A che età è giusto smettere di sognare? Esiste un’età che possa fare a meno dell’immaginazione, la capacità di allargare la realtà e farne una casa più vasta? Quando ho saputo del sondaggio sull’incapacità di troppi genitori di tutelare questa facoltà continuando a nutrire il mito di Babbo Natale, svelandone la finzione ai figli di pochi anni, non sapevo se provare più pietà dei figli che dei padri. «L’acqua l’insegna la sete», sosteneva Emily Dickinson.

E così anche la tutela di quella parte di noi che smuove le montagne: la fede, la fantasia, l’intuizione, si accendono se vengono coltivate come un seme fragile che muore, senza le nostre cure, fin dall’età di quei bambini delusi da quei padri. Ben tristi genitori coloro che precedono la resa alla realtà nei figli anticipando quel che non c’è fretta di accelerare. Padri e madri che rinunciano a sapere indurre il bisogno di favole, difficilmente saranno educatori capaci di ispirare quel genere di scontento della realtà e quella fede di cambiarla.

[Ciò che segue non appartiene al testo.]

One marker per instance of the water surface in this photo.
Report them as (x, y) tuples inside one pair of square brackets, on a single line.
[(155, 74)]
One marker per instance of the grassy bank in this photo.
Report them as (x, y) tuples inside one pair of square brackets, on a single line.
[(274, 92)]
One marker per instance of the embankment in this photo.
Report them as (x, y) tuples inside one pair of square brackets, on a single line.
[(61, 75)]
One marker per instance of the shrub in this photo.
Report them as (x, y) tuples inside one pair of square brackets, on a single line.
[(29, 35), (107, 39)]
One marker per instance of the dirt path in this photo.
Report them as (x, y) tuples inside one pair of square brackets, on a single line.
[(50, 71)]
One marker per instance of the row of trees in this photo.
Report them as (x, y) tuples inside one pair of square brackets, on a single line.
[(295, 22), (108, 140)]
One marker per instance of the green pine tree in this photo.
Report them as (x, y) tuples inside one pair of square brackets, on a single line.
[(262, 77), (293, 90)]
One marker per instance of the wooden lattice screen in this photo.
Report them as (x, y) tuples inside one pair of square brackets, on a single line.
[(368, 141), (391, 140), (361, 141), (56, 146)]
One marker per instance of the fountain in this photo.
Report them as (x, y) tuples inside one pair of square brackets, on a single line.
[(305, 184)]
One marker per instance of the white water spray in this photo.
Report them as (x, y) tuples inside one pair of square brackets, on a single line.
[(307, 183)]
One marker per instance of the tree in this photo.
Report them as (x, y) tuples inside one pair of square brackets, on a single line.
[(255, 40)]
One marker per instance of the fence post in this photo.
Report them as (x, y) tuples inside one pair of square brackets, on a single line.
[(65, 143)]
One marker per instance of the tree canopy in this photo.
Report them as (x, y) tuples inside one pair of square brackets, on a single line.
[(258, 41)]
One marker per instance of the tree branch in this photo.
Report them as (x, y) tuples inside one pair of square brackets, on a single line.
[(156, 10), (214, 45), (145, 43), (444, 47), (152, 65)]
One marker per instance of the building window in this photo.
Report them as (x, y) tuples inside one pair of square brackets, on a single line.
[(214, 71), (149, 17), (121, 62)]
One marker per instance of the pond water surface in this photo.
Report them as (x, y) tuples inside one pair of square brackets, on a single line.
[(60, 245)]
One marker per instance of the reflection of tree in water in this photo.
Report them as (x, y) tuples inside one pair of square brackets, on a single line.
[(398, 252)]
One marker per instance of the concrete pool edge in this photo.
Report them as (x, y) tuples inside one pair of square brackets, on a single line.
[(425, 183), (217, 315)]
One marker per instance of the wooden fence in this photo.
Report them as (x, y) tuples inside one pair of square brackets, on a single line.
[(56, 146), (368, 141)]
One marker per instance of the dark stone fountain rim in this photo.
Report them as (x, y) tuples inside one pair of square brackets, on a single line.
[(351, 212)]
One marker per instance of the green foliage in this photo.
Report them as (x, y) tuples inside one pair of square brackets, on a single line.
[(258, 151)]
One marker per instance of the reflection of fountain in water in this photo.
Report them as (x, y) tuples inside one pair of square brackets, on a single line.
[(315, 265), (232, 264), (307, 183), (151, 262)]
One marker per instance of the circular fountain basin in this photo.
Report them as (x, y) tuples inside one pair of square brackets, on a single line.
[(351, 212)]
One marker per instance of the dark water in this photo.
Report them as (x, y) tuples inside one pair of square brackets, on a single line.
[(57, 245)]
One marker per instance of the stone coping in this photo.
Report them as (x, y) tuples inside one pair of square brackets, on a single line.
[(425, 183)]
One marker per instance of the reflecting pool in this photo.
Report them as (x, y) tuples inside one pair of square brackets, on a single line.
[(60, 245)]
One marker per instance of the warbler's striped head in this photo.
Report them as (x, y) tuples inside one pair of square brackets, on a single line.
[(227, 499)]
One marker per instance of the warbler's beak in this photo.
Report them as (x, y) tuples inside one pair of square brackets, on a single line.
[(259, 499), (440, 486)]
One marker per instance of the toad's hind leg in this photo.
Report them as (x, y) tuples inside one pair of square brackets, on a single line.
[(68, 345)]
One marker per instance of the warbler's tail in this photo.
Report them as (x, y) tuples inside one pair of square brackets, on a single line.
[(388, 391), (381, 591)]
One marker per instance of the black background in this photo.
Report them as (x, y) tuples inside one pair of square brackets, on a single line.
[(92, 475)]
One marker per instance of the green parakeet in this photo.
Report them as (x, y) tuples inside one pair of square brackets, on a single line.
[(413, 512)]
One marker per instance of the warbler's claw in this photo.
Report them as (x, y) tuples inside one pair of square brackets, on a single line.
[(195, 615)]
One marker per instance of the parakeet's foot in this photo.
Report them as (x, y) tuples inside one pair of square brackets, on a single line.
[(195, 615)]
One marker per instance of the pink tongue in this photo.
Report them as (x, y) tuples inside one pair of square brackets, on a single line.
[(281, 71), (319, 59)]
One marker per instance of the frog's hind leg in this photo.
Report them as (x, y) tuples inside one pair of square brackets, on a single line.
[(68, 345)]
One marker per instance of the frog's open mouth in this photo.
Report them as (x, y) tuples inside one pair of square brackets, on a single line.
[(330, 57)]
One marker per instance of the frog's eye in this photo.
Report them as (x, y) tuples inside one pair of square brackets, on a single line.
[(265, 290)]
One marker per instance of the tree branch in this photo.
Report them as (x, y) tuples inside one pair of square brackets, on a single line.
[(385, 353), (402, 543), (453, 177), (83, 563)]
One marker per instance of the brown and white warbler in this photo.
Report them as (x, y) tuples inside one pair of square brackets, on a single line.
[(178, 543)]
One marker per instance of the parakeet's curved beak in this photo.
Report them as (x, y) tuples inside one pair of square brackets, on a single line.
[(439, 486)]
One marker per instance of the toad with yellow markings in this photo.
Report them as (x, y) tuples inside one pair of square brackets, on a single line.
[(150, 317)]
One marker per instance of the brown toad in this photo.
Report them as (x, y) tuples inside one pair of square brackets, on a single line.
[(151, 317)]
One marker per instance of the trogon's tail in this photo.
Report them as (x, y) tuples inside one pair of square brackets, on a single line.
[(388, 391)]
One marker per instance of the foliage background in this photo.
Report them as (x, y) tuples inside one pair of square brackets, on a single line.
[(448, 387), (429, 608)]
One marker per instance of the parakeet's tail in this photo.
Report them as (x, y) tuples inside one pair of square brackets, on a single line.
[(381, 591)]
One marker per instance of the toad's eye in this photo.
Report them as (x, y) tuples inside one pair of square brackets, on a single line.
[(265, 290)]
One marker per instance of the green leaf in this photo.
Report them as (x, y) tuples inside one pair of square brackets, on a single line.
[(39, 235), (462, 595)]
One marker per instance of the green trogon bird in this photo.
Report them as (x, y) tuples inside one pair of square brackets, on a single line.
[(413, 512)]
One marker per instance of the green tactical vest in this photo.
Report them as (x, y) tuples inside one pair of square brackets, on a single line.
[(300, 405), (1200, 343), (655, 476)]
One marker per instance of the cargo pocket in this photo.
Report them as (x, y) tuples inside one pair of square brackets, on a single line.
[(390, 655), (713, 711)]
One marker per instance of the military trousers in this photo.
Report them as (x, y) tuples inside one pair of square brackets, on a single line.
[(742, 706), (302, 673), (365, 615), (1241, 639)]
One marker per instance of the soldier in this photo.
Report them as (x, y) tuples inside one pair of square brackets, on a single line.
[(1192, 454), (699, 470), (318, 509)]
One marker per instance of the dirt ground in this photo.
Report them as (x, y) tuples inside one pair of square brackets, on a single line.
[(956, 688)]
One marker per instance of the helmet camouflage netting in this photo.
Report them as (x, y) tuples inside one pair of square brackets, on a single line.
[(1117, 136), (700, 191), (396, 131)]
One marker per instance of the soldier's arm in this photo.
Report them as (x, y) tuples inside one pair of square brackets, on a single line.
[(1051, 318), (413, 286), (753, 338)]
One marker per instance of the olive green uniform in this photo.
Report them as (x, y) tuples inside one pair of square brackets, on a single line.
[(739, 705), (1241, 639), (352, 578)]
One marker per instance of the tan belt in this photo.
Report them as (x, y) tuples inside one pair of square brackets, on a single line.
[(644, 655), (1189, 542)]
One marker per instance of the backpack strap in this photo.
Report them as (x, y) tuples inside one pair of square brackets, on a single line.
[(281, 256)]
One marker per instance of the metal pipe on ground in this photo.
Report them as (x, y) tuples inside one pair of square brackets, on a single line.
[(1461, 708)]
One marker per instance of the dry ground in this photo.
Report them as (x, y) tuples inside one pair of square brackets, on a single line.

Non abbiamo bisogno di uomini piccoli, persuasi che la loro durata sia contata sul pronto consenso a quel che li stringe ogni giorno nel quotidiano. I bambini devono potere sopravvivere anche nella carne dei vecchi. La felicità ci viene dall’inquietudine e dallo scontento della realtà. Lo stesso che mosse l’Ulisse di Dante a spingere all’avventura i vecchi dal cuore di bambini che erano i suoi compagni di viaggio: «Fatti non foste a viver come bruti/ ma per seguir virtute e canoscenza».

Guai a deludere lo sguardo che ancora ha il dono divino di non fare differenza fra sogno e realtà. Uno sguardo dono naturale dell’infanzia e che però torna a riaccendersi anche in noi grandi quando ci innamoriamo di una persona o di un ideale. L’evasione dalla tortura del narcisismo, la fiamma della passione amorosa o civile, l’unico fuoco capace di innalzarci al divino che è in noi, sono stati beati che si cominciano a gustare con la domanda del bambino ai padri e ai nonni avviati a concludere una favola: «E poi?». Perché infinita è la sete del sogno.